Early sales results put the XE right in the middle of the company lineup behind its new F-Pace SUV and its XF midsize sedan and ahead of the F-Type sports car and XJ full-size luxury sedan. But it still trails the Teutonic bunch. (All the numbers are available at if you’re interested.)

The new XE comes with a choice of three engines with a 2.0-liter, turbocharged 4-cylinder serving as the base. It is rated at 240 horsepower and 251 pound-feet of torque. If that is too meek for you, there’s also a 3.0-liter, supercharged V6 that increases those numbers to 340 and 332, respectively, trimming zero-to-60 mph time to 5.1 seconds from the 6.5 in the base.

I was provided the 20d trim, which is a diesel power-plant. The 2.0-liter turbocharged diesel provides lots of torque (318 lb.-ft.) and provides top-of-the-line fuel mileage of 32 miles-per-gallon city, 42 highway and 36 combined, according to EPA testers. The gasoline versions are 21/30/24 with rear-wheel drive and a mile per gallon less with all-wheel drive. (Frankly, I’m not sure how the government came up with the same numbers for the 2.0L and 3.0L engines, but the mysteries of how the feds work (?) is a topic above my grade.)

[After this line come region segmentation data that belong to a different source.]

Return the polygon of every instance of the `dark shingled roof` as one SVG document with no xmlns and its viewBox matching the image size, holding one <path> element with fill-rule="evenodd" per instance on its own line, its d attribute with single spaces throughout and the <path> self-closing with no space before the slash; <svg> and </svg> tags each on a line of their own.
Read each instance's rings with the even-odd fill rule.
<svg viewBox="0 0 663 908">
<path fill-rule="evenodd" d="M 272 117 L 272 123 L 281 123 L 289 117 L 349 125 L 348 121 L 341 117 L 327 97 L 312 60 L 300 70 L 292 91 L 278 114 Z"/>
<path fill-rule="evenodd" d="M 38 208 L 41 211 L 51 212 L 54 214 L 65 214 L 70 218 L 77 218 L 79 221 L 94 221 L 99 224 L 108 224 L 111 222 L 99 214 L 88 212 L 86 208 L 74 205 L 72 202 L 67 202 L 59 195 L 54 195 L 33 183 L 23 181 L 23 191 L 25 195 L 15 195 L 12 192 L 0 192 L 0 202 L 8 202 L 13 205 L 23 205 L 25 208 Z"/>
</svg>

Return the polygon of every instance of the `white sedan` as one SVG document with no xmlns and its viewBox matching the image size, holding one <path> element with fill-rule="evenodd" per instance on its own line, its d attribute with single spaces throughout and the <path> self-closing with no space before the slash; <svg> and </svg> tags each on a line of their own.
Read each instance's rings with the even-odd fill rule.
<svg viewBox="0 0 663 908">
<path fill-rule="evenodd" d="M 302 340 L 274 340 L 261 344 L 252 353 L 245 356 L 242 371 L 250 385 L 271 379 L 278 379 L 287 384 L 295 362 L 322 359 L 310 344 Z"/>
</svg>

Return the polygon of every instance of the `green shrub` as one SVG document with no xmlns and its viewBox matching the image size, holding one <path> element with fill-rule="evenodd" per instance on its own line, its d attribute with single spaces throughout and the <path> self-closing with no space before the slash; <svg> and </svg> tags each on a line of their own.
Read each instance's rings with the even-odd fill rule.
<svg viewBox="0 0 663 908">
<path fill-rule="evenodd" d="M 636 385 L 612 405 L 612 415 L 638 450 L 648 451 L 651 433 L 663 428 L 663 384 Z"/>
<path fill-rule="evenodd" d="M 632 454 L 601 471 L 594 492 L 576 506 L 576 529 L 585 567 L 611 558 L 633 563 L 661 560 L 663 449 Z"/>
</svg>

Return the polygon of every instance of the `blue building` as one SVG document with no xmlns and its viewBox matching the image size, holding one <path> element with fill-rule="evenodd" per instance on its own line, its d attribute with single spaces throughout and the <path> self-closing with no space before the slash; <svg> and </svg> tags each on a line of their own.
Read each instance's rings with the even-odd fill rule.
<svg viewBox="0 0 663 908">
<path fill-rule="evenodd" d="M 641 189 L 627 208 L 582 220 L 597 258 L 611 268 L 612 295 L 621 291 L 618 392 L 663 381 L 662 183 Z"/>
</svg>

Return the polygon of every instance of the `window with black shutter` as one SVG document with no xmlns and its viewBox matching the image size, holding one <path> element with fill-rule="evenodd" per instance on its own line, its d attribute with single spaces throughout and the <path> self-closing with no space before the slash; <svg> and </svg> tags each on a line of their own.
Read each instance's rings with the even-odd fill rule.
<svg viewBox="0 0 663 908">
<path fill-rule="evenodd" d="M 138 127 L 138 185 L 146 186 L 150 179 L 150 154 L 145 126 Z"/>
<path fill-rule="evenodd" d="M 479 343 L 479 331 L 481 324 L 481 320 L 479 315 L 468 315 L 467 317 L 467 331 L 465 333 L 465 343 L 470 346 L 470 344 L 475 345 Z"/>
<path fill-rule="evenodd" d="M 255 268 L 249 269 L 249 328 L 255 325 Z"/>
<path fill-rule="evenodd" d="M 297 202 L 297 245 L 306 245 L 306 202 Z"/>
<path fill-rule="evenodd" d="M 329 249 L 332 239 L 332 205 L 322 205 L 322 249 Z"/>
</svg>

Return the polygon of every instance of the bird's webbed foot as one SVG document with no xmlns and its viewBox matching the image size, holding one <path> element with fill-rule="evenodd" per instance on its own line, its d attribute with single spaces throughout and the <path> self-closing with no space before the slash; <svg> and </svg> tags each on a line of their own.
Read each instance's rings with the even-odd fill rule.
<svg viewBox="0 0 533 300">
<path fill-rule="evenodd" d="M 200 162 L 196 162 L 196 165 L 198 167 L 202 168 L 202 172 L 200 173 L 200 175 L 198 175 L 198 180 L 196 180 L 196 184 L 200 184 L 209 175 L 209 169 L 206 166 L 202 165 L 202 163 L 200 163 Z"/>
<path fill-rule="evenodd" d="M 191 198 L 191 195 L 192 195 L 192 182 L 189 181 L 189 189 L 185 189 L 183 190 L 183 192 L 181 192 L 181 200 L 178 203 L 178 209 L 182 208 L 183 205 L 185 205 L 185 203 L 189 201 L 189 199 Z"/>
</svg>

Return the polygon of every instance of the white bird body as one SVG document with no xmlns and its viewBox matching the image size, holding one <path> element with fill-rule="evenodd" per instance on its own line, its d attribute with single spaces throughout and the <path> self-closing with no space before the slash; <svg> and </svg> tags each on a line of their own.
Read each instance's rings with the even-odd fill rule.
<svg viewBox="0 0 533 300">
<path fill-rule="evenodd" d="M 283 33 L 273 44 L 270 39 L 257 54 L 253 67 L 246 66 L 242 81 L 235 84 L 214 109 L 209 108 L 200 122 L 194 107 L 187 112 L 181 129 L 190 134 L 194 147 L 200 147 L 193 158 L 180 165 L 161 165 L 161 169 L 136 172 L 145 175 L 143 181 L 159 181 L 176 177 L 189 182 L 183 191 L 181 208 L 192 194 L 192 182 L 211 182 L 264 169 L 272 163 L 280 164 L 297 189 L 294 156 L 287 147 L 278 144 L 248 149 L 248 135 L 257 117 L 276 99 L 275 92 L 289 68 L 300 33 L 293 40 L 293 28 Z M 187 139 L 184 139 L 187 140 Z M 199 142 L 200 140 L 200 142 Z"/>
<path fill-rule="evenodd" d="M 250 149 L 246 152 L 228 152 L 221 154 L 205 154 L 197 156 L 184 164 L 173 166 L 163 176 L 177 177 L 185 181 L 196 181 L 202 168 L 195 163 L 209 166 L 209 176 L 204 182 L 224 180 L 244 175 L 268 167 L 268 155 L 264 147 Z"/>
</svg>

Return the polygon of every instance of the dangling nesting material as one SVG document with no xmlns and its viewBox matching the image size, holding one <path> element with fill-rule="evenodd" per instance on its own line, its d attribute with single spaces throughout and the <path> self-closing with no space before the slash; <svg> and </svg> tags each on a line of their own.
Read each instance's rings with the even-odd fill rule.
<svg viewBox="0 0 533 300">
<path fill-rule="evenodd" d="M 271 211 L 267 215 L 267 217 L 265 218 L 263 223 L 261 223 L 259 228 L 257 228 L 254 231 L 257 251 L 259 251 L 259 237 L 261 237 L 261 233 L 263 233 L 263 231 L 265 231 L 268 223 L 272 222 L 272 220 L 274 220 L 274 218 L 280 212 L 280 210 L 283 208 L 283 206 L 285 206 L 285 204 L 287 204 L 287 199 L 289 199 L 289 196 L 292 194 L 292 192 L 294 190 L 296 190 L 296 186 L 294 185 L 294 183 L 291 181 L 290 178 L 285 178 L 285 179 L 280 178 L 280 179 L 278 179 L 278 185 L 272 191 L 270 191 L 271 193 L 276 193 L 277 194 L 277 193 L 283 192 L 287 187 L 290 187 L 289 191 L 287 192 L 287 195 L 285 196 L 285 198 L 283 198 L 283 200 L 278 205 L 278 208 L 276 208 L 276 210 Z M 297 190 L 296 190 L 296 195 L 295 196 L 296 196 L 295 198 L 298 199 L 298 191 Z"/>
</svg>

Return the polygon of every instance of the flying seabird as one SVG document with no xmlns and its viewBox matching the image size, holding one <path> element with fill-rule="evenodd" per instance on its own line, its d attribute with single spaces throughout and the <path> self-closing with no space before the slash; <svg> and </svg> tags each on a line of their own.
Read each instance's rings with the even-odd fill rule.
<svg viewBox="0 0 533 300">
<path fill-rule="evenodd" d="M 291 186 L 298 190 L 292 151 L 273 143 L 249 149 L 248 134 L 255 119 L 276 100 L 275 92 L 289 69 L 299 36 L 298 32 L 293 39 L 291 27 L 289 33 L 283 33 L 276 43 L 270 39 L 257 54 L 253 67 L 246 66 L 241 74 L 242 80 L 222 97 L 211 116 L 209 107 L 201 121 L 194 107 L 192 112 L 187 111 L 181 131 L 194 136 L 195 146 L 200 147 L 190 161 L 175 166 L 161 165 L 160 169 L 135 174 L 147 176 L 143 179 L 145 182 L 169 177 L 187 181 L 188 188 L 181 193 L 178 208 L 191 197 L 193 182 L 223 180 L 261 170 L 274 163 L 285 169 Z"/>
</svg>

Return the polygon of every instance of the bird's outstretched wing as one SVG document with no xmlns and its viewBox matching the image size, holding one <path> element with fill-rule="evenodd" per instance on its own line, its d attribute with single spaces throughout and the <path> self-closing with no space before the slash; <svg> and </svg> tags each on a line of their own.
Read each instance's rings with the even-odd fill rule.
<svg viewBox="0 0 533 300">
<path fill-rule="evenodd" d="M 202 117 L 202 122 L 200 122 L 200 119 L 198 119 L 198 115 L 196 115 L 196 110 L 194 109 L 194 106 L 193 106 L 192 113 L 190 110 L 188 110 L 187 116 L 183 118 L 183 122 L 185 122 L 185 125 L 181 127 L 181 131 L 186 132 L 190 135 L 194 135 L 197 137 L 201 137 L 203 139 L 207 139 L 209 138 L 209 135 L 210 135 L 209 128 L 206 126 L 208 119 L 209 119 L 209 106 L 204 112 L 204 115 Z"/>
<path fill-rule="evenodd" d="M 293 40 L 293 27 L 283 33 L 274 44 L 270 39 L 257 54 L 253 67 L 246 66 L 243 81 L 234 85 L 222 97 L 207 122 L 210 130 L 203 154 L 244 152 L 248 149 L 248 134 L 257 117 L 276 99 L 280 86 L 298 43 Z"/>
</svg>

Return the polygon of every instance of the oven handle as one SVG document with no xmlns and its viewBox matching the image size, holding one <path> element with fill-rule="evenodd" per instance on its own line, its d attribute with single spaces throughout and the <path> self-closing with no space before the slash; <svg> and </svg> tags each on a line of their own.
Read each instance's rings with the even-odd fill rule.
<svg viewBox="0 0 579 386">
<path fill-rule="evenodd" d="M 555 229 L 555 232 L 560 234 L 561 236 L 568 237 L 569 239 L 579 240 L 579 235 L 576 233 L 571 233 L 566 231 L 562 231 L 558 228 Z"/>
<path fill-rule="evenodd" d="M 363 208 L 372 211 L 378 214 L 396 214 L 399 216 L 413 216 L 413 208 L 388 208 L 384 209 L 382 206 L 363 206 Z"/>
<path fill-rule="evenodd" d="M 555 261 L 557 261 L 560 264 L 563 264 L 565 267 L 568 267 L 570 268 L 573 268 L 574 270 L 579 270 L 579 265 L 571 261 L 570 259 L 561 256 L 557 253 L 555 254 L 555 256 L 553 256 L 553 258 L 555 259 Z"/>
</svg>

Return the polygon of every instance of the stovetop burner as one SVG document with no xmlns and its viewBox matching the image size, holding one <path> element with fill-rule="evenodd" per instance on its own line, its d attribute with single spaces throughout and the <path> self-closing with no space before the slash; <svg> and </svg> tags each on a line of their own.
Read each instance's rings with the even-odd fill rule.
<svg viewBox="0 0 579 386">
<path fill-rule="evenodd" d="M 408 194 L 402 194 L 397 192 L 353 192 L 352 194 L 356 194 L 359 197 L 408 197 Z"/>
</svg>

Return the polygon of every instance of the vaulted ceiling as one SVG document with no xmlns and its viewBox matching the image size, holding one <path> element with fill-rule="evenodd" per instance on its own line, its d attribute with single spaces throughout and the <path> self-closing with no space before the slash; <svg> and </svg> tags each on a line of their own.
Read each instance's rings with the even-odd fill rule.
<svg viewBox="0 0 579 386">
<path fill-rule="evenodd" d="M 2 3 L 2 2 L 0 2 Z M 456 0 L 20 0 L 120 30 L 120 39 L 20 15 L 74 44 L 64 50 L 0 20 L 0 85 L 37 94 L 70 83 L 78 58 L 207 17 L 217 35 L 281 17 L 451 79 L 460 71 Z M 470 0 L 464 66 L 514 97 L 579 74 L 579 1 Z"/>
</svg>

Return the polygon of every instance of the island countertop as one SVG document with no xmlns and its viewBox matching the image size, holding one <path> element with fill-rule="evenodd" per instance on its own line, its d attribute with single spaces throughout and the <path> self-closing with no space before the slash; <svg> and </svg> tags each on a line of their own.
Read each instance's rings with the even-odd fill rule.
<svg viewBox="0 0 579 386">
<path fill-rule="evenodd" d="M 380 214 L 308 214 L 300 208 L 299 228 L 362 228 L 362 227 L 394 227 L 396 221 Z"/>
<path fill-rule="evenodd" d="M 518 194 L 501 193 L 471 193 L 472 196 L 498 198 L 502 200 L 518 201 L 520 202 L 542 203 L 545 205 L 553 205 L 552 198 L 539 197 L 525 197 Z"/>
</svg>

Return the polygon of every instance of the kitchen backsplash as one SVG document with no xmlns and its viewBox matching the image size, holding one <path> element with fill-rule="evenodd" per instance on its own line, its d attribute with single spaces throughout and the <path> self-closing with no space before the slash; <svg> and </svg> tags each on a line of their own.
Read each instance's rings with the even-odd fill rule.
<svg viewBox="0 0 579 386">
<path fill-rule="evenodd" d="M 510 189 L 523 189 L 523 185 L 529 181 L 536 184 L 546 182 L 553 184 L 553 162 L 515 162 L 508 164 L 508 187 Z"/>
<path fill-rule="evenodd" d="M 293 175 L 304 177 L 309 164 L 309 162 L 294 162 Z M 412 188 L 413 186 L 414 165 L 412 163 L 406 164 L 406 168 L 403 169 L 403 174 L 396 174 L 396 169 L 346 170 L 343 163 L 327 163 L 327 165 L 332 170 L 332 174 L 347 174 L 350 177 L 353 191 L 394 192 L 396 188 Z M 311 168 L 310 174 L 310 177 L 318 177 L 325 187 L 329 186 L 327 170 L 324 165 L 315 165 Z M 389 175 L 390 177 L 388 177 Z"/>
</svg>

Each of the models (20d, 25t, and 35t) is available in XE, XE Premium, XE Prestige, and XE R-Sport trim levels that carry respective MSRPs running the gamut from $34,900 to $51,700.

The 20d Prestige model I had for the week was listed at $46,395 including the $995 destination and delivery charge. Included in that were some no-charge options — satellite radio, white metallic exterior finish, and a “Vision” package that included Xenon headlights with LED signature lighting, high beam assist,  front and rear parking aids, and blind spot monitor system.

The standard equipment included 10-way power adjustable front seats (4-way lumbar) with leather surfaces and driver memory settings, keyless entry with push-button start, moonroof, rearview camera, navigation, InControl infotainment system, and a premium sound system.

The 8-speed automatic transmission is operated via a dial that rises up from the center console when the engine is started and features a Sport mode as well as paddle shifters for manual gear selection. The JaguarDrive Control system offers the option of various settings to enhance performance with the dynamic setting providing sportier performance.

And yes, there is also a start-stop mode to reduce fuel consumption when idling, though you can turn it off by pushing the button on the console. But you have to do that each time you restart the engine.

All in all, the bold, distinctive exterior and the classy, eye-pleasing interior makes the 2017 Jaguar XE a must for anyone shopping in the segment, especially those who want to stand out from the crowd.

What I liked about the 2017 Jaguar XE: It has a distinctive look and character about it. Putting in destination information for the navigation system was easy enough, though some of the other functions are a bit more fussy to operate.

What I didn’t like about the 2017 Jaguar XE: The road noise seemed a bit excessive at typical expressway speeds. (But there was no wind noise at all.) The voice commands on the navigation system were a bit on the excessive side. Do you really need to be told that in 3.2 miles you should “continue straight” on the route you are on?

Would I buy the 2017 Jaguar XE?: Probably, but I would like to drive one of the gasoline versions. The diesel engine had kind of a low, bass sound that made it seem like it was laboring at times, which, with all that torque, certainly wasn’t the case. But it was the feel I got with it.